Spearhead From Space
One of the fortuitous aspects
to growing up without a new Season of Who - but with a clutch of the best
stories to enjoy on video - is that one of my childhood seasons was the
scariest ever. It began with expressionless robots, arms outstretched,
continued on with those terrifying Autons stalking through the woods and
culminated with the eerie Wirrn in the Ark. Okay, it wasn't quite like
that - if truth be known I was a little too old to be truly terrified by
any Doctor Who by that time, and the videos were purchased over a matter
of months, not every week. But some of the new Who that the arrival of VHS
brought was truly some of the most chilling ever.
There isn't much Doctor Who
that is scary. You can count the moments on one hand, two if you're being
generous. For a start, the oldest episode is now fifteen years old
(cripes) and unfortunately the TV Movie wasn't scary at all (unless you
count the amount of money they spent on the console room). But this
assumes that no show made for teatime twenty years ago on a shoestring
budget could be scary - wrong. The nice thing about Doctor Who was that,
like a devious psychiatrist, it deliberately tapped into your "things".
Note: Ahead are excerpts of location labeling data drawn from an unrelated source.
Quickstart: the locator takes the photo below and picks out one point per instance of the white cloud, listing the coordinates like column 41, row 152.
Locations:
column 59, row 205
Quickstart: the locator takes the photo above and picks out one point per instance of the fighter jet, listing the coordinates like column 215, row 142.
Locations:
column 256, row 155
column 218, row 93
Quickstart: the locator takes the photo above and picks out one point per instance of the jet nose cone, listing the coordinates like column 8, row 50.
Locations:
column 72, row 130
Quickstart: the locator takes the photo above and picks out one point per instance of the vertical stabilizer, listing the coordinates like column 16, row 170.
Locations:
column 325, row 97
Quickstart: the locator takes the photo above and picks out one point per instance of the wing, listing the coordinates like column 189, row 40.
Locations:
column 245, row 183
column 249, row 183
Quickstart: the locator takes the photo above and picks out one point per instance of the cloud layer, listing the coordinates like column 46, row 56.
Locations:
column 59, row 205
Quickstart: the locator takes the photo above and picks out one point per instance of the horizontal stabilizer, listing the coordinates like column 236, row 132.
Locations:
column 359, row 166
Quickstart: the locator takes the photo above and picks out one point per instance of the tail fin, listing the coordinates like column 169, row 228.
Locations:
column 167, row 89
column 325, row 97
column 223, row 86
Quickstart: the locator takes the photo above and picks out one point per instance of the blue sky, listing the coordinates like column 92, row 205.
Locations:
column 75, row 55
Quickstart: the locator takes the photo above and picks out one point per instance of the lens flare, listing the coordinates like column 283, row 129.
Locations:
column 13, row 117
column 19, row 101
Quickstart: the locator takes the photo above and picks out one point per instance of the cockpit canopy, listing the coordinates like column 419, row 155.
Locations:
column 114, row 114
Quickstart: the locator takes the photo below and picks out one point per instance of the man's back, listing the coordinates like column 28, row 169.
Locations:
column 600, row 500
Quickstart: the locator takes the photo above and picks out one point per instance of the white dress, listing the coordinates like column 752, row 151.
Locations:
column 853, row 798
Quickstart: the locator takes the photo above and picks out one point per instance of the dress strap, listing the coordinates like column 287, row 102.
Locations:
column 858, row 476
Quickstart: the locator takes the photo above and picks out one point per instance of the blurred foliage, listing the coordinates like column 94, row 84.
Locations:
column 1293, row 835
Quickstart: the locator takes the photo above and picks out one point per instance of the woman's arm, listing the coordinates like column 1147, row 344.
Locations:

And everyone has a different "thing". Some people have a "thing" with
spiders ("Planet of the Spiders"), others possession ("Pyramids of Mars"),
robots ("Robots of Death") or drowning ("Warriors of the Deep"). Don't
scoff at the last one - the quality of story has no bearing on how scary
it can be. If it contains your "thing", then it's scary.
We must be careful not to
confuse gore or horror with scariness. If Doctor Who's chill factor relied
on blood or body horror, it wouldn't have been allowed to put the wind up
anyone - for the slightest trace of blood or dismembered limbs always gave
Mary Whitehouse the ammunition she needed. And while visual unpleasantness
always sent you behind your hands (I couldn't watch Sharez Jek's burned
face for example) it was a quick, awkward scare. The really scary bits of
Doctor Who had to be the ones that could follow you upstairs at night once
the TV had been switched off. And that's where crafty old Who must have
frustrated the NVLA most of all; they couldn't complain if the Doctor trod
on an icky birds egg, for example, or if there was an evil face in a wall,
or if a man dressed as a shop window dummy walked through a jungle. But
these were the things that scared me in Doctor Who. The moments from the
video era didn't give me nightmares of course, but these twenty-year-old
programmes still gave me the slight
creeps. I dread to think of what they would have done to me if I'd watched
them when I was eight!
As it stood, the moments that
really scared me as a child are disparate and not really logical. I didn't
mind the Daleks at all (who was really scared of those anyway?) or even
the Cybermen or the Master. But Shockeye and his butchers knife made me
afraid to go to bed for ages! And there was something about those two
girls in "Fenric" that got to me too. The theme of innocence lost is
common to both those instances, if you think about it. Both feature young
girls being targeted by evil, although the idea of being eaten got to me
the most. The reason why I suspect I would have also found "Spearhead from
Space" frightening is different - like "The Robots of Death", it's the
idea of something relentlessly chasing you, something that won't give up.
While the Robots on the Sandminer "never tire", neither do the Autons who
will rampage through those woods until they find you. Perhaps that's
similar to Shockeye and his unstoppable quest to boil up Peri as well.
Wasn't it telling that when
the Autons returned the next year, the masks had been made less
frightening, almost as if the makers of the show didn't understand that it
was the blank eyes and grin that had made them so terrifying. That theme
of innocence corrupted again I suppose, a happy face hiding something bad.
It only demonstrated that Doctor Who's quest to scare was very much a
stab-in-the-dark affair. Often they failed completely to scare at all,
sometimes they mistook horror for fear. But just occasionally - as in
"Spearhead from Space" - they got it just right.